Later, mathematicians like Paul Lévy began studying martingales in probability theory. The term was officially used by Ville in 1939. This work helped show that no betting strategy can truly guarantee success in games of chance.

Definitions

A martingale is a special kind of process in probability theory. It describes a sequence of events where the best guess for the next event, based on all past events, is simply the current event. This means that if you know everything that has happened up to now, the most likely future value is the same as the present value.

Martingales are often used to model fair games, like a coin flip game where your expected winnings after each flip are the same as what you have now, no matter what has happened before. This idea helps mathematicians understand random processes and make predictions about them.

Main article: Martingale

Examples of martingales

An unbiased random walk is a simple example of a martingale.

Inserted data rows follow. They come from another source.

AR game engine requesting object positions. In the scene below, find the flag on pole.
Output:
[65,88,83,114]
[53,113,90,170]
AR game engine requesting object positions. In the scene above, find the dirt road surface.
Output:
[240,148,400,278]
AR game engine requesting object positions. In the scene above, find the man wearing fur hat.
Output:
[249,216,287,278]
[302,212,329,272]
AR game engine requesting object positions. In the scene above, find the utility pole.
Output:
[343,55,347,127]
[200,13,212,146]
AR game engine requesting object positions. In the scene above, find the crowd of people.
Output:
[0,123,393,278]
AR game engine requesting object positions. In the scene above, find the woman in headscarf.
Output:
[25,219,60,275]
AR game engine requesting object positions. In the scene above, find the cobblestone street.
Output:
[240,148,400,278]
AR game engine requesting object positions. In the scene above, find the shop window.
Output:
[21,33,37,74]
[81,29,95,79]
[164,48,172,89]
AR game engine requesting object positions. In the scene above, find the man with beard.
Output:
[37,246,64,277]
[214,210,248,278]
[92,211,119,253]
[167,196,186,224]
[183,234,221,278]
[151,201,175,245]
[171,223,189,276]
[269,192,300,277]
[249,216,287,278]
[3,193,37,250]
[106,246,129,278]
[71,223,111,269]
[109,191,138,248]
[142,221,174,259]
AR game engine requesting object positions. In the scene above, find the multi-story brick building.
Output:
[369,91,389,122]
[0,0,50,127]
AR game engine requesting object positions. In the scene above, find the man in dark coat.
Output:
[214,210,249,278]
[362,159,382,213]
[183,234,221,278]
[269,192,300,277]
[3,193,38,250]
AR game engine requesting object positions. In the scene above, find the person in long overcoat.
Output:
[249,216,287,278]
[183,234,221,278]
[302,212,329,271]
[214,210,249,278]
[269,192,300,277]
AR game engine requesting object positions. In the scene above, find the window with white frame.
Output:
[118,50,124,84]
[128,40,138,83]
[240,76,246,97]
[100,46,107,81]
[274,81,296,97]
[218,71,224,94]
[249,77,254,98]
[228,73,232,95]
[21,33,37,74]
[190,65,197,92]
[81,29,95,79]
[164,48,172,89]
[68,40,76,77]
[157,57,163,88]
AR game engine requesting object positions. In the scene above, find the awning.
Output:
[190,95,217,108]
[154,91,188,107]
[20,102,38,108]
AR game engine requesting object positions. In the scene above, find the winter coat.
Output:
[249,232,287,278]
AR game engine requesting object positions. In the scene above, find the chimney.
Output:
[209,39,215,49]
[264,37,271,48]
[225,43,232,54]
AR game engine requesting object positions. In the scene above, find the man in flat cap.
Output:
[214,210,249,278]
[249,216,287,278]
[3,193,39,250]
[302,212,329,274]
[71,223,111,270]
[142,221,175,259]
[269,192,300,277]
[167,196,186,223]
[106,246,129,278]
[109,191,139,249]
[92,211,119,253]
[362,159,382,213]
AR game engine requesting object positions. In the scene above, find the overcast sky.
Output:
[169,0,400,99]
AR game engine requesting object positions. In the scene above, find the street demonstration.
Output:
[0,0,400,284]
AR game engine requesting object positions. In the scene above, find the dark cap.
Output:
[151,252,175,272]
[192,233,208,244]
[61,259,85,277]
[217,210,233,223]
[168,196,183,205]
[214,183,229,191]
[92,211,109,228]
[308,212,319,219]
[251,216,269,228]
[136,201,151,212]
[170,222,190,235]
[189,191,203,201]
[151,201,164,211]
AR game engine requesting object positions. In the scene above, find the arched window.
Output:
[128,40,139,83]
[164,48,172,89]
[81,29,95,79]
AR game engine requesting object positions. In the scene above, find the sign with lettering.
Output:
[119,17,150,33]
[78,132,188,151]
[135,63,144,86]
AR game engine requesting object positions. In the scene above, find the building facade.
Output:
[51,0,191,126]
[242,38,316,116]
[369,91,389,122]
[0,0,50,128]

Imagine flipping a fair coin repeatedly: if you win $1 for heads and lose $1 for tails, your total fortune after each flip follows a martingale pattern. This means that, on average, your expected fortune after the next flip is exactly what it is now, no matter what has happened before.

Other examples include certain gambling strategies and natural processes. For instance, in Pólya's urn, where marbles are drawn and replaced with more of the same color, the proportion of any color remains a martingale. These examples show how martingales appear in both games and nature, illustrating the idea that future averages stay consistent with current values.

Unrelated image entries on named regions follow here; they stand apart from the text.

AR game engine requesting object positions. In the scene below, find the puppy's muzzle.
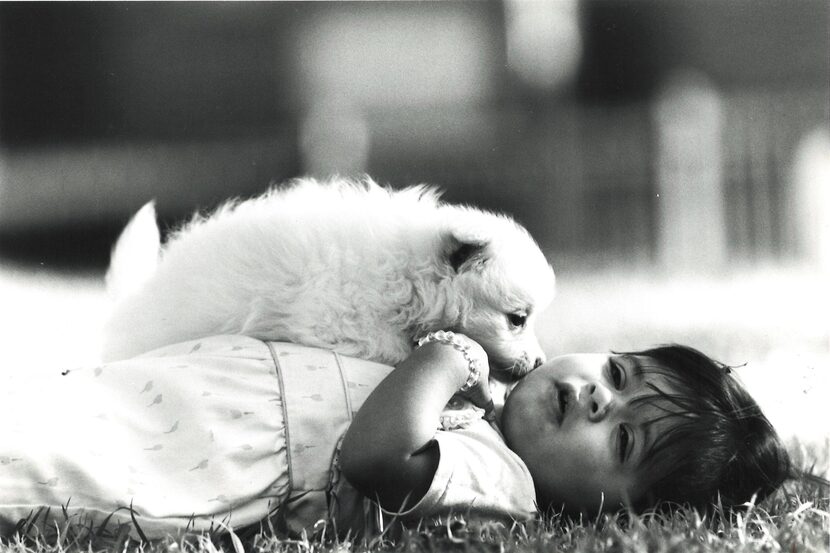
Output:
[490,352,545,382]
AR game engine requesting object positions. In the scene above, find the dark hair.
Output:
[627,344,792,512]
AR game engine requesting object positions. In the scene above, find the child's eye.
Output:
[618,424,631,463]
[608,357,625,390]
[507,313,527,328]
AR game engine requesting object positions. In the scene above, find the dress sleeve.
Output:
[387,420,537,520]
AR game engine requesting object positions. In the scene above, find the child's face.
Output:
[502,354,676,511]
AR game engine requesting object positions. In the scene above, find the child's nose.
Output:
[579,383,614,422]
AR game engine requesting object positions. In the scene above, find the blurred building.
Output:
[0,0,830,270]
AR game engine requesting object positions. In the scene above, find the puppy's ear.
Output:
[445,235,487,273]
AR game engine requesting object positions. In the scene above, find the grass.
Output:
[0,458,830,553]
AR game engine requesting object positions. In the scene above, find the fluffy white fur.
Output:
[104,179,554,377]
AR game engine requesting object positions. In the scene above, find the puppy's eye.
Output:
[507,313,527,328]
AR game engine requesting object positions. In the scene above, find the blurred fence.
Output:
[0,0,830,271]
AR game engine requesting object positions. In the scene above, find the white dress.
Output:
[0,336,534,538]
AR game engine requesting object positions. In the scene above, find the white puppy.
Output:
[104,179,554,379]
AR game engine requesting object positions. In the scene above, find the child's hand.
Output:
[340,326,493,511]
[446,332,496,422]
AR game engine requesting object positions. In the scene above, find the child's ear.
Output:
[444,234,488,273]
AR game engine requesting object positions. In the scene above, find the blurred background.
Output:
[0,0,830,460]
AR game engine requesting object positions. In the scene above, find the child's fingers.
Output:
[462,377,496,413]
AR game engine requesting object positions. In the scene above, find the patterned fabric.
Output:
[0,336,532,537]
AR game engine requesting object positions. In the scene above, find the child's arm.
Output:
[340,335,490,511]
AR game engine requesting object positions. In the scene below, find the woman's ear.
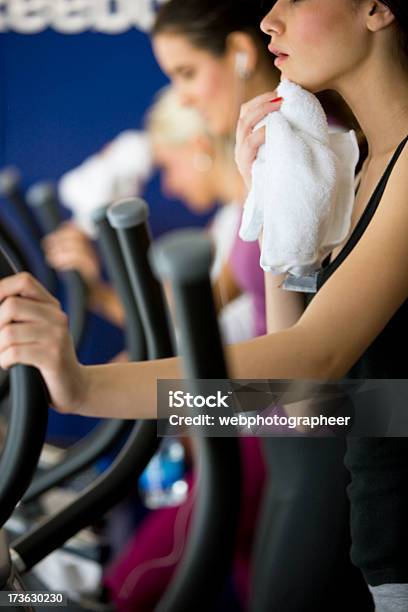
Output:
[226,32,258,79]
[367,2,395,32]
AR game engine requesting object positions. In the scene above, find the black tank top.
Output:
[308,136,408,378]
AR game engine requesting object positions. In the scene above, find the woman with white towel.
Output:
[0,0,408,612]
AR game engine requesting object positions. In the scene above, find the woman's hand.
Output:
[43,222,101,288]
[235,92,282,190]
[0,272,87,412]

Submartingales, supermartingales, and relationship to harmonic functions

Submartingales and supermartingales are two ways to extend the idea of a martingale. In a submartingale, the expected next value is greater than or equal to the current value. This means the process tends to increase over time. In a supermartingale, the expected next value is less than or equal to the current value, so the process tends to decrease over time.

These ideas connect to something called harmonic functions, which are important in studying processes that stay balanced over time. For example, if you have a fair game where the expected future value equals the current value, you have a martingale. If the game favors the player, you get a submartingale, and if it favors the house, you get a supermartingale.

Martingales and stopping times

Main article: Stopping time

A stopping time is like deciding when to stop something based only on what has already happened, not what will happen next. For example, imagine a gambler who decides to leave the table only when they have lost all their money—they can’t decide to leave based on future rolls of the dice!

When we combine stopping times with martingales, something interesting happens. If you “stop” a martingale at a certain point in time, the new process you create still follows the same fair-pattern rules. This idea helps prove important results, like the optional stopping theorem, which tells us that, under certain rules, the expected value of the martingale when you stop remains the same as its starting value.

Martingale problem

The martingale problem is a way to study certain kinds of mathematical processes, called stochastic differential equations, by looking at their expected values. In simple terms, it helps us understand how these processes behave over time by using the idea of a "fair game."

When we talk about a martingale, we mean a process where the best guess for the next value, based on all the information we have so far, is simply the current value. This idea is used in many areas, including finance and physics, to model situations where there is no advantage to waiting or acting — the future looks just like the present from a statistical point of view.